Let a set $$A = A_1 \cup A_2 \cup \ldots \cup A_k$$, where $$A_i \cap A_j = \phi$$ for $$i \neq j$$; $$1 \leq i, j \leq k$$. Define the relation $$R$$ from $$A$$ to $$A$$ by $$R = \{(x,y) : y \in A_i$$ if and only if $$x \in A_i, 1 \leq i \leq k\}$$. Then, $$R$$ is:

Given: $$A = A_1 \cup A_2 \cup \ldots \cup A_k$$ with $$A_i \cap A_j = \phi$$ for $$i \neq j$$.

The relation $$R = \{(x, y) : y \in A_i \text{ if and only if } x \in A_i,\; 1 \leq i \leq k\}$$.

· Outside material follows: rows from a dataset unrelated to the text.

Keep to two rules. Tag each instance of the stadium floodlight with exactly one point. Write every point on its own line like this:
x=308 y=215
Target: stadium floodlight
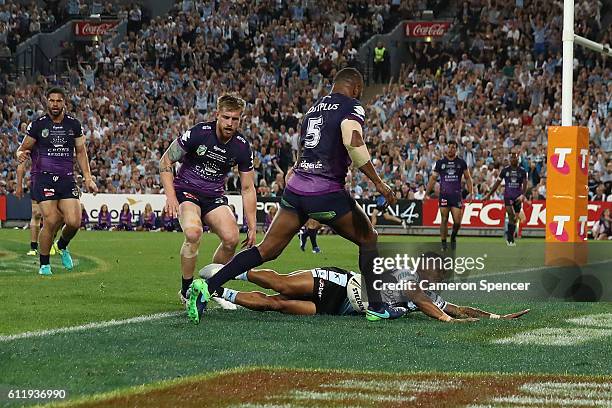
x=568 y=59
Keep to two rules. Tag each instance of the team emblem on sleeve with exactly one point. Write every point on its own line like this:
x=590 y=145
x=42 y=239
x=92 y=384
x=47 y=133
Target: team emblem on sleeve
x=359 y=111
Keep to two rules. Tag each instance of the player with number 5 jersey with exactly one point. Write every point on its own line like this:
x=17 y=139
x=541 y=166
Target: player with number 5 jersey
x=331 y=138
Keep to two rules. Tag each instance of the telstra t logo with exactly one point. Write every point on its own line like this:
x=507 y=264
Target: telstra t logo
x=559 y=163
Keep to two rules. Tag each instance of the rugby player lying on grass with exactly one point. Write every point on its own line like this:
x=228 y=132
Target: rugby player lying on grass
x=336 y=291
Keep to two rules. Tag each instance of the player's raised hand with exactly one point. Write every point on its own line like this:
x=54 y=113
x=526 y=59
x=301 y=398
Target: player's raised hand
x=91 y=186
x=249 y=241
x=172 y=207
x=23 y=155
x=19 y=192
x=386 y=192
x=515 y=315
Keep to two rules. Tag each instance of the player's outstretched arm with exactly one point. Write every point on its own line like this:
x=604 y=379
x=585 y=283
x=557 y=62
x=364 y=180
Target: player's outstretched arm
x=432 y=182
x=352 y=138
x=23 y=151
x=425 y=305
x=467 y=311
x=173 y=154
x=83 y=160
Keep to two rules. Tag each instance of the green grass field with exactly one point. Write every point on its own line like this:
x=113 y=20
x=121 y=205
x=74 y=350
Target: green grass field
x=126 y=275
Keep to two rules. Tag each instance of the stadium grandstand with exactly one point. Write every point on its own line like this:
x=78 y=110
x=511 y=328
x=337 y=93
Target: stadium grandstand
x=492 y=82
x=311 y=158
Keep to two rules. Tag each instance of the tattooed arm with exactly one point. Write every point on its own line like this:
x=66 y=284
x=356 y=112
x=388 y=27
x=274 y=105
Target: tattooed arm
x=166 y=164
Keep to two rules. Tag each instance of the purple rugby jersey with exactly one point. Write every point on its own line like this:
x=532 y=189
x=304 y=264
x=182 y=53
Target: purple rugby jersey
x=450 y=172
x=207 y=162
x=54 y=149
x=324 y=160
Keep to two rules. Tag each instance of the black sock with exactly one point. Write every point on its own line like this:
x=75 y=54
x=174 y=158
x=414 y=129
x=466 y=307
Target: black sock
x=185 y=285
x=312 y=233
x=244 y=261
x=62 y=243
x=511 y=228
x=44 y=259
x=366 y=266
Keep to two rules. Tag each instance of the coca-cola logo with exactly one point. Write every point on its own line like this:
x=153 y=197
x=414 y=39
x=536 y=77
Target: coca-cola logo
x=88 y=28
x=427 y=29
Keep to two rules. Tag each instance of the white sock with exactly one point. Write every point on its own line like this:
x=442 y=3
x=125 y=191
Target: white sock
x=242 y=276
x=230 y=295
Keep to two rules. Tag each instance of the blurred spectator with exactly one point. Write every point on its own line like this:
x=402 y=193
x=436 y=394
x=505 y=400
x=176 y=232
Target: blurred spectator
x=84 y=217
x=147 y=219
x=125 y=218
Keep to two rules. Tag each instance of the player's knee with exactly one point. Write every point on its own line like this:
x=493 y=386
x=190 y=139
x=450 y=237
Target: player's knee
x=268 y=253
x=231 y=241
x=370 y=238
x=190 y=249
x=53 y=221
x=36 y=215
x=73 y=224
x=193 y=235
x=275 y=304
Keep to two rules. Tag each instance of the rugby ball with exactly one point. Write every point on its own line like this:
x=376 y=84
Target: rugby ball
x=353 y=293
x=209 y=270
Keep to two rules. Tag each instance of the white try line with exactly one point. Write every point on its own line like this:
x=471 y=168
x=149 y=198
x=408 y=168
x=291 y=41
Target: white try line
x=89 y=326
x=526 y=270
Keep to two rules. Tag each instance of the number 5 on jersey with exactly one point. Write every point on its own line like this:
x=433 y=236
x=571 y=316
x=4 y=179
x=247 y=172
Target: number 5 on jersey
x=313 y=132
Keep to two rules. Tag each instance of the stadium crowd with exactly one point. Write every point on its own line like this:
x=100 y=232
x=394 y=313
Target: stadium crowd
x=494 y=88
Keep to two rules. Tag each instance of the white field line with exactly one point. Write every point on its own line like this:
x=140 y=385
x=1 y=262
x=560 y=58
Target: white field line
x=551 y=336
x=576 y=390
x=525 y=270
x=565 y=402
x=334 y=396
x=393 y=385
x=89 y=326
x=597 y=320
x=251 y=405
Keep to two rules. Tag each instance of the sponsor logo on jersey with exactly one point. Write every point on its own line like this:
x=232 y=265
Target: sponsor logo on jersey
x=201 y=150
x=323 y=106
x=311 y=166
x=190 y=196
x=321 y=287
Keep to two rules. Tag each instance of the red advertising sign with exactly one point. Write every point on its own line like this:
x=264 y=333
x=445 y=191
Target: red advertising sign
x=92 y=28
x=423 y=29
x=491 y=214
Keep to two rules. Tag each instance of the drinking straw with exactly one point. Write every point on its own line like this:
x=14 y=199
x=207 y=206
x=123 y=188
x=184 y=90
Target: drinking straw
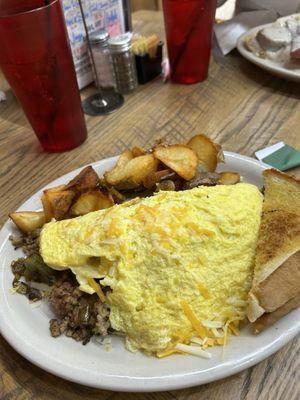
x=185 y=41
x=90 y=50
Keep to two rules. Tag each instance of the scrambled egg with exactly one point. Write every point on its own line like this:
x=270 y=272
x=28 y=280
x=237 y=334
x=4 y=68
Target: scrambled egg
x=171 y=260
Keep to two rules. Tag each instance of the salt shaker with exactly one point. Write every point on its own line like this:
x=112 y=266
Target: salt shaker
x=123 y=63
x=101 y=53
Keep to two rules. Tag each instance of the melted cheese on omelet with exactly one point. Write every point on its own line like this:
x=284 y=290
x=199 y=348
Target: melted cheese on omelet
x=194 y=247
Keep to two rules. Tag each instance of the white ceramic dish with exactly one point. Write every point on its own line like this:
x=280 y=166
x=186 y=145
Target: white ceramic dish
x=26 y=328
x=268 y=65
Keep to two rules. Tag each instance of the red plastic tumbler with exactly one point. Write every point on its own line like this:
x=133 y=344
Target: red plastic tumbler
x=36 y=60
x=189 y=31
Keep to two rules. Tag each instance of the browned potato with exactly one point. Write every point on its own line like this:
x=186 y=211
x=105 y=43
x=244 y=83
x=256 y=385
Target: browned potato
x=90 y=201
x=151 y=179
x=86 y=180
x=56 y=204
x=206 y=150
x=179 y=158
x=229 y=178
x=28 y=221
x=116 y=175
x=131 y=173
x=138 y=169
x=137 y=151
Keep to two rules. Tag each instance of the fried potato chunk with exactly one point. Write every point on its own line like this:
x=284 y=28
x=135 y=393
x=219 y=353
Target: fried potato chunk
x=28 y=221
x=56 y=204
x=150 y=181
x=116 y=175
x=207 y=152
x=86 y=180
x=132 y=174
x=229 y=178
x=180 y=158
x=137 y=151
x=90 y=201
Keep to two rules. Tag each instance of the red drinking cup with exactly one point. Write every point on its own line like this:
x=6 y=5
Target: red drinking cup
x=188 y=26
x=36 y=60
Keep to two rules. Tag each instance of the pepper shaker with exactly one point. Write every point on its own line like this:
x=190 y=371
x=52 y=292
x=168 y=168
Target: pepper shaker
x=123 y=62
x=101 y=53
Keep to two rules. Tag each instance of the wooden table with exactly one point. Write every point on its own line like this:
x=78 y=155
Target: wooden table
x=241 y=107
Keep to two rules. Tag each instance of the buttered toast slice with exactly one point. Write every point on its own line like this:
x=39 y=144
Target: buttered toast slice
x=276 y=281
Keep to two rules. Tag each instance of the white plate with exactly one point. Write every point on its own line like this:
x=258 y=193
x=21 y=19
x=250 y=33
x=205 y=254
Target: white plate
x=269 y=65
x=26 y=329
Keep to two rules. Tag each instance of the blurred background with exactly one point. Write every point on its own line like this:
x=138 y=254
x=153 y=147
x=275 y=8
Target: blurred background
x=146 y=5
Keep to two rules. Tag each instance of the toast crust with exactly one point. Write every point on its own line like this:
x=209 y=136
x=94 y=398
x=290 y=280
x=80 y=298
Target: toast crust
x=277 y=265
x=284 y=281
x=269 y=319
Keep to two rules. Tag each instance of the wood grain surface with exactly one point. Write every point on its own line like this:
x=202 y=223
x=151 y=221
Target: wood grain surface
x=241 y=107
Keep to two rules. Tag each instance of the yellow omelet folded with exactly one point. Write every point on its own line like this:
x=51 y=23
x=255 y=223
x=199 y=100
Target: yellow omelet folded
x=167 y=258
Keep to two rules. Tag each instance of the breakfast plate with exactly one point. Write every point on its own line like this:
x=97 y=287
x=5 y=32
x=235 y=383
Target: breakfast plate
x=290 y=72
x=108 y=365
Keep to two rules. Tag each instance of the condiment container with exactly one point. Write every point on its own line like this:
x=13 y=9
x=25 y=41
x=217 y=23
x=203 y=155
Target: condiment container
x=101 y=53
x=149 y=67
x=123 y=62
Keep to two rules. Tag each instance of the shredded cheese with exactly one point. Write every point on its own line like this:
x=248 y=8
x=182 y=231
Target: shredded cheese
x=212 y=324
x=197 y=341
x=234 y=329
x=97 y=289
x=203 y=291
x=196 y=324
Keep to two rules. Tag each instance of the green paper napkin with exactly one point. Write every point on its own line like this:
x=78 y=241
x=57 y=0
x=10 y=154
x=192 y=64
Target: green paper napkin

This means $$(x, y) \in R$$ if and only if $$x$$ and $$y$$ belong to the same partition $$A_i$$.

Reflexive: For any $$x \in A$$, there exists $$A_i$$ such that $$x \in A_i$$. Since $$x \in A_i \Leftrightarrow x \in A_i$$, we have $$(x, x) \in R$$. $$\checkmark$$

Symmetric: If $$(x, y) \in R$$, then $$x$$ and $$y$$ are in the same $$A_i$$. So $$y$$ and $$x$$ are also in the same $$A_i$$, giving $$(y, x) \in R$$. $$\checkmark$$

Transitive: If $$(x, y) \in R$$ and $$(y, z) \in R$$, then $$x, y$$ are in the same $$A_i$$ and $$y, z$$ are in the same $$A_j$$. Since $$y \in A_i$$ and $$y \in A_j$$, and the sets are disjoint, $$i = j$$. So $$x, z \in A_i$$, giving $$(x, z) \in R$$. $$\checkmark$$

Since $$R$$ is reflexive, symmetric, and transitive, it is an equivalence relation.

The answer is Option D: an equivalence relation.